Stop instcombining propagating wider shufflevector arguments to predecessors.
ClosedPublic

Authored by sheredom on Sep 26 2018, 6:36 AM.

Details

Summary

instcombine would propagate shufflevector insts that had wider output vectors onto predecessors, which would sometimes push undef's onto the divisor of a div/rem and result in bad codegen.

I've fixed this by just banning propagating shufflevector back if the result of the shufflevector is wider than the input vectors.

Diff Detail

Event Timeline

sheredom created this revision.Sep 26 2018, 6:36 AM

I found a case where instcombine would introduce an undef into the divisor of a div/rem instruction, which would in turn cause that instruction to be simplified away because 'if any vector component is undef, the whole div/rem is undef.'

I haven't stepped through any of the tests, but before we do that we need to correct this statement. The description only applies to integer ops, not FP. So we need to remove FP div/rem from this patch and/or show how those ops are causing different problems (and that would likely be a different patch).
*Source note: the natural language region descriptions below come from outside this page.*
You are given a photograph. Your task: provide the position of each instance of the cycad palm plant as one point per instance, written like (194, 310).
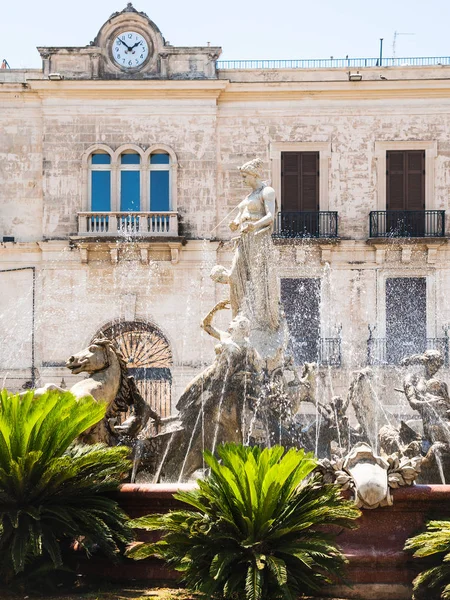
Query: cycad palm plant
(51, 489)
(434, 582)
(256, 530)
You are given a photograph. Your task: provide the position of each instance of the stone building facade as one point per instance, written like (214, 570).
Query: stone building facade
(77, 260)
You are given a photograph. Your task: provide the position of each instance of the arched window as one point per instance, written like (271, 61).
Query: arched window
(160, 184)
(130, 182)
(100, 181)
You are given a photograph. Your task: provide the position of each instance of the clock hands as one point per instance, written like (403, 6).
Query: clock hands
(126, 45)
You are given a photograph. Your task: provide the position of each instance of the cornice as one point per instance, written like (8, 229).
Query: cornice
(205, 88)
(343, 90)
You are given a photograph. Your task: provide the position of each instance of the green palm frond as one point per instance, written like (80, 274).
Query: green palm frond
(254, 531)
(52, 489)
(434, 582)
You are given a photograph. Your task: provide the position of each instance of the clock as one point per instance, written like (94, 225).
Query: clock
(129, 50)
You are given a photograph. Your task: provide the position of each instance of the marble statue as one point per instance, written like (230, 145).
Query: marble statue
(252, 277)
(252, 390)
(108, 381)
(369, 476)
(429, 396)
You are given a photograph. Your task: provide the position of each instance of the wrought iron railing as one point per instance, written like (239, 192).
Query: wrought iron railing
(333, 63)
(324, 351)
(128, 223)
(313, 224)
(407, 223)
(385, 351)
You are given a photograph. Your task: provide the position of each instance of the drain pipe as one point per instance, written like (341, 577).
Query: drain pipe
(33, 356)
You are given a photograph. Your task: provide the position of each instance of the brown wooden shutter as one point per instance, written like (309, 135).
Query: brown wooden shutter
(405, 180)
(310, 180)
(299, 181)
(290, 181)
(395, 180)
(415, 180)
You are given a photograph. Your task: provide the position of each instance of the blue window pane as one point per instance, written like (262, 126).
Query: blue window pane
(130, 190)
(101, 191)
(159, 190)
(159, 159)
(130, 159)
(101, 159)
Please minimize the tests that demonstrate the bug (don't need 'spir func' at least), and commit them to trunk with the current (buggy) output using the script at utils/update_test_checks.py to auto-generate the complete CHECK lines.

Just to be clear you want me to commit the tests in a separate commit with the bad output first?

I'll remove the spir_func, but everything else in the tests is requied (instcombine will only attempt the opt if it sees the insertelement instructions as the input to the div/rem from what I can tell).

I don't have commit access to LLVM's trunk (long time user, finally able to be a contributor), do you want me to just file another review for just the test case?

Just to be clear you want me to commit the tests in a separate commit with the bad output first?

Yes - that way we'll have evidence of the bogus output, so if the code patch that fixes those bugs gets reverted for some reason, we'll know that we've reintroduced potential miscompiles.

I'll remove the spir_func, but everything else in the tests is requied (instcombine will only attempt the opt if it sees the insertelement instructions as the input to the div/rem from what I can tell).

Sounds good - I couldn't tell just from looking how we trigger the problem.

I don't have commit access to LLVM's trunk (long time user, finally able to be a contributor), do you want me to just file another review for just the test case?

Great - welcome! Yes, if you don't have commit rights yet, just post the test file in another review, and I'll commit it on your behalf.

tpr added a subscriber: tpr.Sep 26 2018, 8:03 AM
sheredom updated this revision to Diff 167150.Sep 26 2018, 8:47 AM

Removed the fdiv/frem as they weren't currently inst simplifying the bad behaviour, and used the utils script to update the test case.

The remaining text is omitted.